Description: Converts the file default maximum permission value eight to binary

0 10 10 #→umask Binary

-------------#→ and arithmetic

110 110 110 #→ file maximum permissions binary

-------------

000 010 010

-------------#→ convert octal

0 2 2

Note: The last obtained value is 022, then 666 minus 022, then the file creation permission is 644

[[Email protected]oldboy]# umask 551

[[Email protected]oldboy]# umask

0551

5 5 1

-------------#→ Conversion Binary

101 101 001 #→umask Binary

-------------#→ and arithmetic

110 110 110 #→ file maximum permissions binary

-------------

100 100 000

-------------#→ convert octal

4 4 0

Note: The last value obtained is 440, then 666 minus 440, then the file creation permission is 226.

1.5 Description of permissions between Enterprise Servers

The relationship between Umask value and file and directory permissions in Linux

Contact Us

The content source of this page is from Internet, which doesn't represent Alibaba Cloud's opinion; products and services mentioned on that page don't have any relationship with Alibaba Cloud. If the content of the page makes you feel confusing, please write us an email, we will handle the problem within 5 days after receiving your email.

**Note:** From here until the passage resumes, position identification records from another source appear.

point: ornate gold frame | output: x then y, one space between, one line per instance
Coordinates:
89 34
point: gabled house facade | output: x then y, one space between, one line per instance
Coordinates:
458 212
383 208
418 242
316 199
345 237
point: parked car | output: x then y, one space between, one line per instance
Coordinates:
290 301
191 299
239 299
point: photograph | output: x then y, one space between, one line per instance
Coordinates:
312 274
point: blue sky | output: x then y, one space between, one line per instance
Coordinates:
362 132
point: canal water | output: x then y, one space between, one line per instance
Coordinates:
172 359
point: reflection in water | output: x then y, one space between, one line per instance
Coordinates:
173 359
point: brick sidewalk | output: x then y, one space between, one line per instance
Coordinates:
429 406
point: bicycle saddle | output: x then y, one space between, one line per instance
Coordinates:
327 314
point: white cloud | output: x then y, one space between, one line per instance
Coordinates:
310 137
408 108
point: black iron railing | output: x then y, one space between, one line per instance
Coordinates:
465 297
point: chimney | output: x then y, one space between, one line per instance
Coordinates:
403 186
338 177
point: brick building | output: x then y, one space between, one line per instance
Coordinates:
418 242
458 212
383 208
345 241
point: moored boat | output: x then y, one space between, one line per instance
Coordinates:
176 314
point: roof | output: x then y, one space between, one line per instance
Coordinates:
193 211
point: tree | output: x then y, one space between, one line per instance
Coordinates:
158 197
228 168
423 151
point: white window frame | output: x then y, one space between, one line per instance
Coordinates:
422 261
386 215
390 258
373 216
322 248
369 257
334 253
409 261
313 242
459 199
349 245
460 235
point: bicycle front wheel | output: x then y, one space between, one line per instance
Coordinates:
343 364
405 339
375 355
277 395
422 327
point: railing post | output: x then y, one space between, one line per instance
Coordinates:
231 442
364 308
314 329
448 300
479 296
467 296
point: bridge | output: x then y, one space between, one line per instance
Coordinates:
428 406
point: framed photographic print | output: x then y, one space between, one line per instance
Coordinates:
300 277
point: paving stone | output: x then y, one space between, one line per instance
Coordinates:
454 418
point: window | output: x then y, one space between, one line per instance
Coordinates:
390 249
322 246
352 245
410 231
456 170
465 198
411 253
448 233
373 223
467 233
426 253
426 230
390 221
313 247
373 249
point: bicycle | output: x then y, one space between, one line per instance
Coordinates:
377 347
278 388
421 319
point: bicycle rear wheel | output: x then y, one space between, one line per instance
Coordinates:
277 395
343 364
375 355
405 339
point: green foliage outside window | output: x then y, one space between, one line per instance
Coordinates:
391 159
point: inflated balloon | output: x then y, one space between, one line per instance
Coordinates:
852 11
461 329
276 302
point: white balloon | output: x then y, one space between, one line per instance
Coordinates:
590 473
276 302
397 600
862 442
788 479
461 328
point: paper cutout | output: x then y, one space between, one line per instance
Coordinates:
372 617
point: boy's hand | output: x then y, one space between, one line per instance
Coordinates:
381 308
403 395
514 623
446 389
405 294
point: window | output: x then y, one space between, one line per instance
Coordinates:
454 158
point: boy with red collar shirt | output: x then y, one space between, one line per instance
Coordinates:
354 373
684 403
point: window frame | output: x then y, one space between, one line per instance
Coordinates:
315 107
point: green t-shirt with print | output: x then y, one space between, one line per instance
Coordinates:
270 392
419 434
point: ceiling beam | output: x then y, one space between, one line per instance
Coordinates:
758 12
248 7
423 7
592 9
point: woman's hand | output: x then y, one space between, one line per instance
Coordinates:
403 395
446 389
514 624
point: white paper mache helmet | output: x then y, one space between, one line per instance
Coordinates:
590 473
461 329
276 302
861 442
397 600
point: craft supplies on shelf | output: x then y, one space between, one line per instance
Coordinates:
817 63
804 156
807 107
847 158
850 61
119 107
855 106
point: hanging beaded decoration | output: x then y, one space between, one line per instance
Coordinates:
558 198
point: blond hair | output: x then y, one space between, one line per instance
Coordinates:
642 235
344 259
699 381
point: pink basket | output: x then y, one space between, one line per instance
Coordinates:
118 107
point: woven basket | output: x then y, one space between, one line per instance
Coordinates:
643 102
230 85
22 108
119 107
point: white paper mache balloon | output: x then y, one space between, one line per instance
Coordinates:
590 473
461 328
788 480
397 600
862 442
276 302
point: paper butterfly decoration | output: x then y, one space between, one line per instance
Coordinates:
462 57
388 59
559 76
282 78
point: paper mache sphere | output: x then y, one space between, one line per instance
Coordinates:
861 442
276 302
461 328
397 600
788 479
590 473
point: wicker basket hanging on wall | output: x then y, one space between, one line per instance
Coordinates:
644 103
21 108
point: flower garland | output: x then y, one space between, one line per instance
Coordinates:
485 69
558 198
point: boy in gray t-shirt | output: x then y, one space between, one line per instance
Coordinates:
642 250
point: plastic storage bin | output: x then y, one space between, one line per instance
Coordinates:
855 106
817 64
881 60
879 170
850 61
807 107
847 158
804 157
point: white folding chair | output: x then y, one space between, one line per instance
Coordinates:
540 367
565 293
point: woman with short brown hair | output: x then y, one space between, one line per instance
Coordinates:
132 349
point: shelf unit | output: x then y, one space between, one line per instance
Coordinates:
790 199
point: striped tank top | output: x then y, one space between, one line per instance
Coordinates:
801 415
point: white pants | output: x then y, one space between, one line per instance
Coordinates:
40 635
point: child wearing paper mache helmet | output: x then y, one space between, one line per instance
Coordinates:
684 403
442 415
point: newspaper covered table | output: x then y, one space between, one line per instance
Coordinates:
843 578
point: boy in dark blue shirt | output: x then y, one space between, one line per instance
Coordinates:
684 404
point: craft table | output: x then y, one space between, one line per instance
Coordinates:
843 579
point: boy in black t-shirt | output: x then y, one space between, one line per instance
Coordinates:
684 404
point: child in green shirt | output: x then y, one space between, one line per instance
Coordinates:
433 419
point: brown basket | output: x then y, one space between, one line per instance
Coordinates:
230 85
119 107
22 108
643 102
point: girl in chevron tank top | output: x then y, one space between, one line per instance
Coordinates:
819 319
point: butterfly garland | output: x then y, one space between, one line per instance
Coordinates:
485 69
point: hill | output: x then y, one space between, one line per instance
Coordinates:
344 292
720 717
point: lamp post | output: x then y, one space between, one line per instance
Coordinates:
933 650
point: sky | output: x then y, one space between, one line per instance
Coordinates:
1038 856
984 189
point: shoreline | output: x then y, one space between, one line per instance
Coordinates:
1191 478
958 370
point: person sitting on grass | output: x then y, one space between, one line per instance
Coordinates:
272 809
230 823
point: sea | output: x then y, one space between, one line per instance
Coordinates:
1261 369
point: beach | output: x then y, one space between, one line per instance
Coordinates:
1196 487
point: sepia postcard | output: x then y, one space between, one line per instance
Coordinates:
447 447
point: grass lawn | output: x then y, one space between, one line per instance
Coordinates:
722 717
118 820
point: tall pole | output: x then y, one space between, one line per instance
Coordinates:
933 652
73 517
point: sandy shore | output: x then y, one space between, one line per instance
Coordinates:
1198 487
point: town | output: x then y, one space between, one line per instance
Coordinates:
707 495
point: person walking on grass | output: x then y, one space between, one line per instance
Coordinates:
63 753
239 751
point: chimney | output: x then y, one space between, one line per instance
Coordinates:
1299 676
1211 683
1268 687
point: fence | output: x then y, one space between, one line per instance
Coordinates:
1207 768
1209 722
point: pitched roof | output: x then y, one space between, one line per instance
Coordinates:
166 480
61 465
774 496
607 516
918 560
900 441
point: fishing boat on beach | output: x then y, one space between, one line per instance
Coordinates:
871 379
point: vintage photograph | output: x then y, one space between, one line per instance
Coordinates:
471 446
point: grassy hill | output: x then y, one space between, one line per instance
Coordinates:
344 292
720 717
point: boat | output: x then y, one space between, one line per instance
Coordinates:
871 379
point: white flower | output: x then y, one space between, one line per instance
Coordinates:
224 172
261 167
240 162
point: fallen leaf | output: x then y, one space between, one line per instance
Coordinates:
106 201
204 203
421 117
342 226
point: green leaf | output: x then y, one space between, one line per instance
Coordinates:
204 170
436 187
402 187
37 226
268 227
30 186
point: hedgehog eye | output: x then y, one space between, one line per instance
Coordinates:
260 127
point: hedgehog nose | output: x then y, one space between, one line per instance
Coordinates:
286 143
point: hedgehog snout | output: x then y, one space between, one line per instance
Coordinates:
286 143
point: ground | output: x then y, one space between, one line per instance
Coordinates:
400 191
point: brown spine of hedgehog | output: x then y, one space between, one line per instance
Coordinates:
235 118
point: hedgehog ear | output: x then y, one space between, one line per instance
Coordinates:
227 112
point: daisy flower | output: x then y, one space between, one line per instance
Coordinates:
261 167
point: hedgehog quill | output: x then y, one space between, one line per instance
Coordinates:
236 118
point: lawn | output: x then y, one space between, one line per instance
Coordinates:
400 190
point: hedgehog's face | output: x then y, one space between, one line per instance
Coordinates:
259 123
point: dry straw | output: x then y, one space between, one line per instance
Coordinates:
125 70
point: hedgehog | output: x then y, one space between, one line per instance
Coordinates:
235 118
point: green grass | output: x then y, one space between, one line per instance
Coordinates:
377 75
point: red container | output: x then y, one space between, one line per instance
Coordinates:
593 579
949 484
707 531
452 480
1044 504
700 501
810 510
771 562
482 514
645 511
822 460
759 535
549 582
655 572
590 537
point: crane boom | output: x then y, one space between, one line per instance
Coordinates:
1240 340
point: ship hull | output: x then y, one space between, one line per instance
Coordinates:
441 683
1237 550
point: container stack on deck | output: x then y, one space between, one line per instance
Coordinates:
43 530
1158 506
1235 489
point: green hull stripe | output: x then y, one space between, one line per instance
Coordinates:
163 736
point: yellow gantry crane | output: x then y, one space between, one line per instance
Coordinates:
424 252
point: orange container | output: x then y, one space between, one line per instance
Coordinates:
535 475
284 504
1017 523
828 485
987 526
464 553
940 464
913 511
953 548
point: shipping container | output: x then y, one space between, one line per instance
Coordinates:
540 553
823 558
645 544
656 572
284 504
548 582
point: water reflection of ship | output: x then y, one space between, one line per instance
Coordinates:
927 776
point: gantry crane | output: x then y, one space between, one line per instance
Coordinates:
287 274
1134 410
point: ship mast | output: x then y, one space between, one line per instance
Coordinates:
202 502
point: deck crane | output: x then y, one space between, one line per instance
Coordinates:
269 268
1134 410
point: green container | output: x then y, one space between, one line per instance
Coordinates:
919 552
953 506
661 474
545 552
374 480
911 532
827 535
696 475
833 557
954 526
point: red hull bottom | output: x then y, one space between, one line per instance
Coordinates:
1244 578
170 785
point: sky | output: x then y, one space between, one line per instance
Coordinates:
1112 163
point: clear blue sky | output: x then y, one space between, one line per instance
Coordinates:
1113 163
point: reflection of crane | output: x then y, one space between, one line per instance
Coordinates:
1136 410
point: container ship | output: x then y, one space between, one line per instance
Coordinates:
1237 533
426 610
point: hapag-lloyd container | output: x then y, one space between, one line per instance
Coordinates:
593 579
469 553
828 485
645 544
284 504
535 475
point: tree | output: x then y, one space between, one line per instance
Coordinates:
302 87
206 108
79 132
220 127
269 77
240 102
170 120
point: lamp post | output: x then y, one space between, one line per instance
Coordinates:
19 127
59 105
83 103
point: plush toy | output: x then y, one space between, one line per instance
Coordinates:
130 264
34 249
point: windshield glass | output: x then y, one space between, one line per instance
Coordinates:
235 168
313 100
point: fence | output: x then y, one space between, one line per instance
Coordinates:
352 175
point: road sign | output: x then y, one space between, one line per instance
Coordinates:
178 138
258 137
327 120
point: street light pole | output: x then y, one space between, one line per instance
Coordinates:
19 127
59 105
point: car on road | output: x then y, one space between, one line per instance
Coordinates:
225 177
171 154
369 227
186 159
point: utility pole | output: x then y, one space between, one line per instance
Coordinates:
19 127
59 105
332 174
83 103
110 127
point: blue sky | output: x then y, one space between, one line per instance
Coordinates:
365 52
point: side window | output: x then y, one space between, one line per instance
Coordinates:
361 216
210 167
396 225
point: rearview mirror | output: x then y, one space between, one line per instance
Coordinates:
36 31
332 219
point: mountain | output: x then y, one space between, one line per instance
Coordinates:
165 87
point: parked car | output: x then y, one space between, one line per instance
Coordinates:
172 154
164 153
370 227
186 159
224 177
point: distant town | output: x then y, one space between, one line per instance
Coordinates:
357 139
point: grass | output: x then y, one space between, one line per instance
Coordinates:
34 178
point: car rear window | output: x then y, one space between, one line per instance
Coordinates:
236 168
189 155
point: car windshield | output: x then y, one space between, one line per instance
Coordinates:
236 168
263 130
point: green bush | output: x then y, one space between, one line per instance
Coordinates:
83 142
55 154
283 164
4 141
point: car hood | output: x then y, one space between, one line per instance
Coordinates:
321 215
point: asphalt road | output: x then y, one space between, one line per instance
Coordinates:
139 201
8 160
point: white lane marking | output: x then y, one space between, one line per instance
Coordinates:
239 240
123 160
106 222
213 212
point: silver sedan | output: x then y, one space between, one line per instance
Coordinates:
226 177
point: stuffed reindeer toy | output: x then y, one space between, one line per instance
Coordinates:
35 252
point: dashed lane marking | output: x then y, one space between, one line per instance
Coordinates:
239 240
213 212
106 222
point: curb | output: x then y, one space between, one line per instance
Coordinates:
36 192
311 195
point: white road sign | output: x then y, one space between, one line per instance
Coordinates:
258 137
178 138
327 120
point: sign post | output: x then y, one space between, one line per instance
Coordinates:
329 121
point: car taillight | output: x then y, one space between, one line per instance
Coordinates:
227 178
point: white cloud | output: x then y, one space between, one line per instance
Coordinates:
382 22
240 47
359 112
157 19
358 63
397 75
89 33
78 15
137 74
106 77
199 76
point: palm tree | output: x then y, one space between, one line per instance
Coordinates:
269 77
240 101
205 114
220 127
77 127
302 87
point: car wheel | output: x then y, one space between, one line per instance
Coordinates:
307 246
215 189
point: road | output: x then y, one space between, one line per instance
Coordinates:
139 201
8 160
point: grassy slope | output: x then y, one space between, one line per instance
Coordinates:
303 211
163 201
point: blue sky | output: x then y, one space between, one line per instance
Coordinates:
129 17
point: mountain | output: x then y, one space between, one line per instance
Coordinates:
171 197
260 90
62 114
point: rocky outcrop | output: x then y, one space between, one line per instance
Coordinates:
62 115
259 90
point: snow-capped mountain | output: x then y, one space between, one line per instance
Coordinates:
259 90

If you find any instances of plagiarism from the community, please send an email to: info-contact@alibabacloud.com and provide relevant evidence. A staff member will contact you within 5 working days.

A Free Trial That Lets You Build Big!

Start building with 50+ products and up to 12 months usage for Elastic Compute Service

  • Sales Support

    1 on 1 presale consultation

  • After-Sales Support

    24/7 Technical Support 6 Free Tickets per Quarter Faster Response

  • Alibaba Cloud offers highly flexible support services tailored to meet your exact needs.